If I get to the point where no ones’ love embroiders me,
I’d mix the oil, the clay, and color coordinate the sordid seams.
Then simply voice it, & wholeheartedly agree.
Tend to wounds, but then forget the ointment/gauze.
Intensely consoling. The pensive motions.
Embark through the darkness and depart from my esteem.
That’s the only thing keeping’ me going,
from disease the fleeting emotion you feel in your bones.
Like, deceiving, but more than, deceptions a curse.
It’s a deceptively curved timeline, where perceptions a blur.
It’s the way you make tye-dye, entrenching the shirt.
You mix a bunch of complexions and spin in reverse.
A fissure, hypnosis, once the colors combine, a mixture, fists closed-in,
a fuller divide. Null, but awoke. Dull, not asleep.
Where the knots in your stomach turn to contortionist schemes.

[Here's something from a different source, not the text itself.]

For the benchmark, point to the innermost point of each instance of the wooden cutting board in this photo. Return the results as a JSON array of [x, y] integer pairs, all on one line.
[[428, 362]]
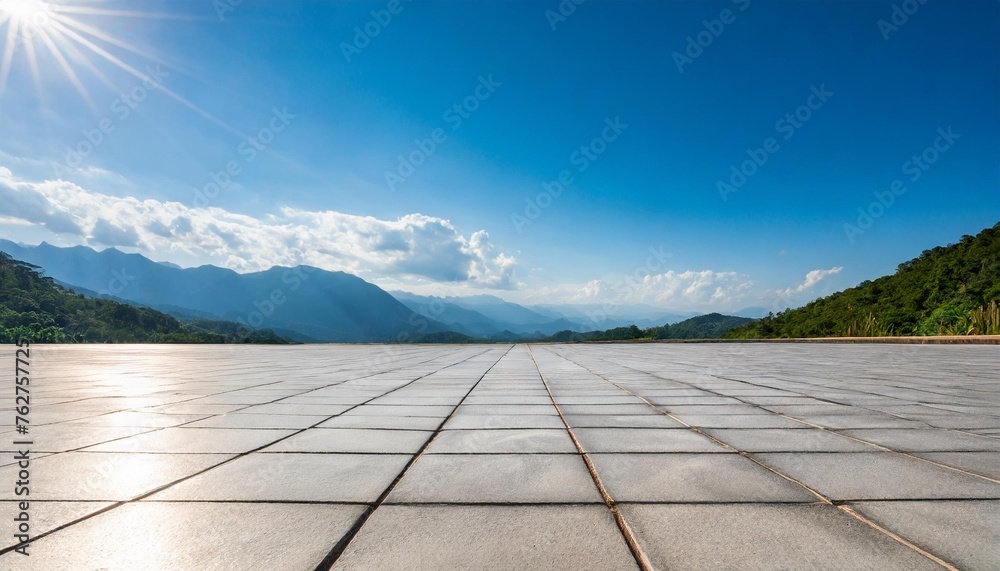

It’s full-blown. Bow-ties and croissants. An assortment of odds,
mathematical rain-cap. Getting even to stay glad, even after the pay-back

my last shot, i swear, man.

Sweared it’s my last shot. Promised it was. It was the electric flow to my conduits buzz. Been left alone, shadow unfollowed me. but, I got 40 ounces that say I’ve done everything but bottle it up. Hairs falling out, play a game, (because I’m so ugly, I’m fucking shot.) Count the follicles, ‘she loves me……. she loves me-not’ Proudly logical. Gladly pick you apart. Sadly, and single handedly pulling the strings from your heart. Stitching compartments, living fancy. livid and darkness. Living apartment, shelling angry, felt the shift in you when I put my fist through the door.   Sometimes, I listen to the pauses you take, the breaths, and silence in every word set astray. I don’t listen to you, or me when I talk, it decays. I just change my demeanor, and dock. It’s okay. It’s a struggle between me and my ego. A masturbation, heat sensing. I’ve feel in love with the inaudible between the masqueraded pretenses. I lost track of the bridges I burned.